Ukraine Tightens Rental Rules and Considers Tax Cuts for Landlords
Housing Support for Displaced Ukrainians
According to ХВИЛЯ: Ukraine has launched programs to provide housing for citizens displaced by the war who have lost their homes. These initiatives are part of a broader effort to manage the housing crisis caused by the ongoing conflict. The state is also intensifying its crackdown on the shadow rental market. Mandatory registration of rental agreements could be introduced this year to increase transparency in the sector. Property owners are required to declare rental income, which is currently taxed at a rate of 23%.
New Obligations for Real Estate Agents and Landlords
New regulations also impose obligations on real estate agents, who will be required to share client information with the tax authorities. A first-time offense for concealing rental income carries a fine of 25% of the unpaid tax amount.

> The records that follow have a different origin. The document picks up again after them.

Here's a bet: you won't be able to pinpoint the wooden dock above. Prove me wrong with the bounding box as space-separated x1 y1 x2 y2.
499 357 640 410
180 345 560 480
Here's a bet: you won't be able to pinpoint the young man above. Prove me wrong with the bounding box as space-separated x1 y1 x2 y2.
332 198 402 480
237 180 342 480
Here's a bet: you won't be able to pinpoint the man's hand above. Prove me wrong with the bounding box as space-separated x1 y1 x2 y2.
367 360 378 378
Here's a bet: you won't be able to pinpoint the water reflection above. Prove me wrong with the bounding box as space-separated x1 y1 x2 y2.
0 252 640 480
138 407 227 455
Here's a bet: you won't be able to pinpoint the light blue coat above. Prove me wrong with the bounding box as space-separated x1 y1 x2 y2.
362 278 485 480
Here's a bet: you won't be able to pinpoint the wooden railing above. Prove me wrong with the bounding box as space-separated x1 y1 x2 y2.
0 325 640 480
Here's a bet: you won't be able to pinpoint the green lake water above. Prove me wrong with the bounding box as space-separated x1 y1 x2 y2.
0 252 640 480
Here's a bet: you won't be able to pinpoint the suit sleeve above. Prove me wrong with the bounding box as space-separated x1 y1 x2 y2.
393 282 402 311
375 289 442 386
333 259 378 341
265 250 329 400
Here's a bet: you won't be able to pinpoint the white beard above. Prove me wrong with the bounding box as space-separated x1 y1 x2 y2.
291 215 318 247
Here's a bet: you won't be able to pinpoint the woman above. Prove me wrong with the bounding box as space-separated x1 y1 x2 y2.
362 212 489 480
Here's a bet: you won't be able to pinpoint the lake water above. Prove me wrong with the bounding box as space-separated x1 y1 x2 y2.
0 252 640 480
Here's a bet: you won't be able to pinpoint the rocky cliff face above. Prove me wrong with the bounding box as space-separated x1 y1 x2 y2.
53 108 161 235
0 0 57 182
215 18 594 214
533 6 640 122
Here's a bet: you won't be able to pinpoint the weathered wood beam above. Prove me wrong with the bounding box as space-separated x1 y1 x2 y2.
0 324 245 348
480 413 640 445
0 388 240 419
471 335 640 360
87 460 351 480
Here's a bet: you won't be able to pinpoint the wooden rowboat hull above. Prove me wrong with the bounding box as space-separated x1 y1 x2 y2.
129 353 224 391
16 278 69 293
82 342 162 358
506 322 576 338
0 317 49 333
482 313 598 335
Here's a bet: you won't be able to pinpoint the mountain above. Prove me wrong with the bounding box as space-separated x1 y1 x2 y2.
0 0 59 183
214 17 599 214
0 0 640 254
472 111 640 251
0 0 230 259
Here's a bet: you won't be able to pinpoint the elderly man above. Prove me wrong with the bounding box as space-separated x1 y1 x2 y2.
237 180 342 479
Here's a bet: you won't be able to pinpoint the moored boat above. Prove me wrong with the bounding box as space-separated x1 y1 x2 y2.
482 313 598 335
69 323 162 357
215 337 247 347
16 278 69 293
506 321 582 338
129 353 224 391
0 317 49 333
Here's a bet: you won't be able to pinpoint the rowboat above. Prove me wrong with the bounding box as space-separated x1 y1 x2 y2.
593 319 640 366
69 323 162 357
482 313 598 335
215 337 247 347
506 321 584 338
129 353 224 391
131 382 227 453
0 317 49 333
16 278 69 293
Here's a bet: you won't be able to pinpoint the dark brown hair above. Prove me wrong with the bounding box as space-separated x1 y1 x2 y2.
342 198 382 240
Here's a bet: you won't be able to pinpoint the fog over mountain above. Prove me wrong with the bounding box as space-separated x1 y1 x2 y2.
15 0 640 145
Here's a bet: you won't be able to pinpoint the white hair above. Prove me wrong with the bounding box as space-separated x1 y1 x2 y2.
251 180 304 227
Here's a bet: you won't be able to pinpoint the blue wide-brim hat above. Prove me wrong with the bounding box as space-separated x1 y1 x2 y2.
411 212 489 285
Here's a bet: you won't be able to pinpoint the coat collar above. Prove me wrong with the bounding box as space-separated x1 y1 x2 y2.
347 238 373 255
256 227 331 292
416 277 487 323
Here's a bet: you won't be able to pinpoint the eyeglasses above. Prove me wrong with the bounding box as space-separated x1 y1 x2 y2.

For repeat violations, penalties increase significantly, ranging from 51,000 to 85,000 hryvnias.
It is worth noting that parliament is considering a proposal to reduce the tax rate for landlords to 7%. This move could be a significant step in combating the shadow market, as, according to MP Olena Shuliak,
“high taxes are precisely what force owners to remain in the shadows”
. The introduction of a unified system for registering rental agreements is also intended to simplify enforcement of tax laws.
The introduced measures aim to support internally displaced persons and increase the transparency of Ukraine's rental market during a challenging socio-economic period. Stricter market oversight could help reduce the shadow economy, which would, in turn, positively impact state budget revenues. A lower tax rate for landlords may serve as a key incentive for legalizing rental activities, fostering a more stable environment for all market participants.